Drake Meikle, regional technical sales engineer at Siltbuster, the water treatment specialist, explores road construction, the excess water it generates, and how the environmental impact this can have on sensitive ecosystems can be avoided
Linear schemes, like road construction projects, generate polluted waters by virtue of the sheer volume of earth that must be disturbed and topsoil that is removed as they take place. Once the ground is exposed, and after extensive rainfall, the water runoff contains large amounts of slow settling solids, like silt, clay and mud.
Without the appropriate measures put in place, this polluting water ends up washing into local watercourses, causing significant environmental harm to aquatic life, including suffocating fish by blocking gills and settling on riverbeds, killing bottom-dwelling organisms.
So how can this environmental damage be avoided? The first step is to plan for the problem.
It is now routine as part of the planning programmes for most road construction schemes to have ecological and archaeological surveys performed, along with detailed ground investigations. However, the importance of having a temporary works water management plan is still being frequently overlooked. We see this problem all too often, with companies trying to manage the excess water on construction sites on a reactive basis, rather than being proactive at the earliest stage.
The issue with being reactive is that unforeseen, and often large costs can be generated, and projects get delayed whilst the appropriate environmental permits are obtained. In fact, the licence application can take up to four months of consultation to secure from SEPA and cost between £1,000 – £2,000. It needs to be in place prior to any construction work commencing, including preparatory groundwork, so it’s prudent to be proactive and plan ahead.
Under the new requirements, failure to properly plan for the resultant ‘dirty’ water, which inevitably will be created during the construction works, will result in companies facing increased costs and delays associated with the submission of formal variations to the agreed CAR licence.
Get treatment right
Road construction projects, and other linear schemes, tend to have the biggest challenges with respect to the management of site surface water runoff and silt-laden groundwater, as invariably there is very little space to work with. Passive treatment techniques, such as settlement lagoons, where plenty of land is required, are simply not feasible.
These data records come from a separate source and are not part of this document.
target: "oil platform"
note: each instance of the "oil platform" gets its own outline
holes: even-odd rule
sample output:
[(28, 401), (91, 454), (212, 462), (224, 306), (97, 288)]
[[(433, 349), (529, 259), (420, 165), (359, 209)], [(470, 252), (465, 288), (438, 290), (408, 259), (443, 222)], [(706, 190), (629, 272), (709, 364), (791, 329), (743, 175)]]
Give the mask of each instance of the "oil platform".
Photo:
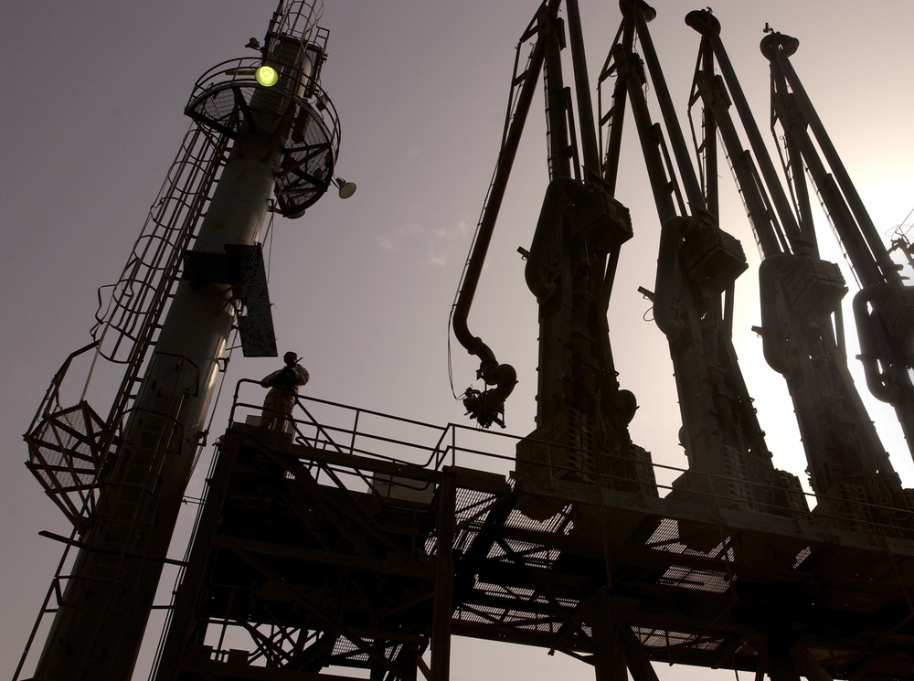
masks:
[[(479, 387), (461, 396), (471, 421), (300, 394), (268, 428), (263, 388), (240, 381), (150, 678), (446, 681), (453, 636), (560, 652), (598, 681), (656, 679), (652, 662), (772, 681), (914, 678), (914, 493), (851, 378), (849, 286), (820, 255), (813, 197), (857, 280), (867, 388), (914, 446), (914, 287), (899, 267), (911, 247), (904, 235), (883, 244), (792, 68), (796, 38), (761, 41), (772, 158), (709, 9), (686, 16), (698, 45), (691, 140), (651, 37), (654, 10), (622, 0), (620, 12), (596, 106), (578, 0), (545, 0), (520, 36), (452, 310), (453, 337), (479, 360)], [(133, 674), (227, 343), (237, 334), (246, 356), (277, 355), (263, 223), (301, 217), (335, 185), (354, 190), (335, 172), (320, 16), (319, 2), (281, 2), (252, 40), (259, 57), (197, 81), (190, 130), (93, 343), (65, 362), (28, 428), (27, 465), (74, 529), (58, 537), (66, 554), (16, 679)], [(537, 425), (513, 437), (497, 426), (517, 372), (471, 332), (470, 312), (541, 88), (549, 185), (521, 250), (538, 305)], [(616, 196), (626, 118), (661, 226), (643, 293), (675, 370), (670, 445), (688, 459), (668, 485), (629, 434), (637, 401), (617, 380), (607, 323), (639, 229)], [(762, 253), (757, 330), (793, 400), (812, 495), (774, 467), (733, 349), (734, 282), (749, 274), (718, 224), (725, 164)], [(106, 413), (61, 402), (87, 357), (122, 370)], [(505, 462), (507, 477), (494, 472)]]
Therefore, active treatment systems present the only viable solution.
However, before any treatment strategy is decided upon, it is important to understand a site’s specific issues surrounding excess water.
Decision makers need to understand where the water will be discharged to, the permits required, the discharge criteria that needs to be achieved, what budgets to apply at the tender stage, and what the consequences are if an effective treatment system is not put in place.
These factors all play a major role in how a site will operate, and whether compliance is met. At Siltbuster, our experts help their clients understand the onsite necessities of a linear scheme, whilst also implementing the most appropriate bespoke water treatment solutions for each project.
Case study – Aberdeen Western Peripheral Route
Siltbuster was called in to assist with treating surface water runoff on the construction of the new Aberdeen Western Peripheral Route/Balmedie-Tipperty (AWPR/B-T) project in Scotland, comprising 58km of new dual carriageway. There, periods of heavy rain had created significant amounts of runoff containing large amounts of slow settling solids.
Aberdeen Roads Limited wanted to ensure that this contaminated runoff was treated to a sufficiently high standard to enable its release back into local watercourses. So, we brought in our portable lamella clarifiers combined with a flow proportional chemical dosing system. Having initially deployed one system on the site, this was quickly extended to sixteen of the bespoke treatment systems (consisting of pipe flocculators, mix tanks, pH correction systems and lamella clarifiers) enabling flows of up to 150m3/hr to be treated. Because of the length of the project, each system was specifically configured to suit the varying geology along the site.
Specialist water treatments were used, which allowed us to improve the particle settling rate and remove the treated particles via gravity separation techniques. In total, over one million cubic metres of water were treated on the site.
With the proposed expansion in roadbuilding, there is merit in taking things a step further and looking at wider training for your team. We offer a one-day CPD accredited course that is designed to provide people in the construction industry with an overview on managing waterborne pollutants onsite at all times. This provides attendees with the knowledge to make informed decisions regarding the water management solution their scheme requires. More recently, we have recognized the need for providing a condensed 3-hour session to be delivered on construction sites to operatives. This means that staff do not need to be taken off their live scheme for a whole day.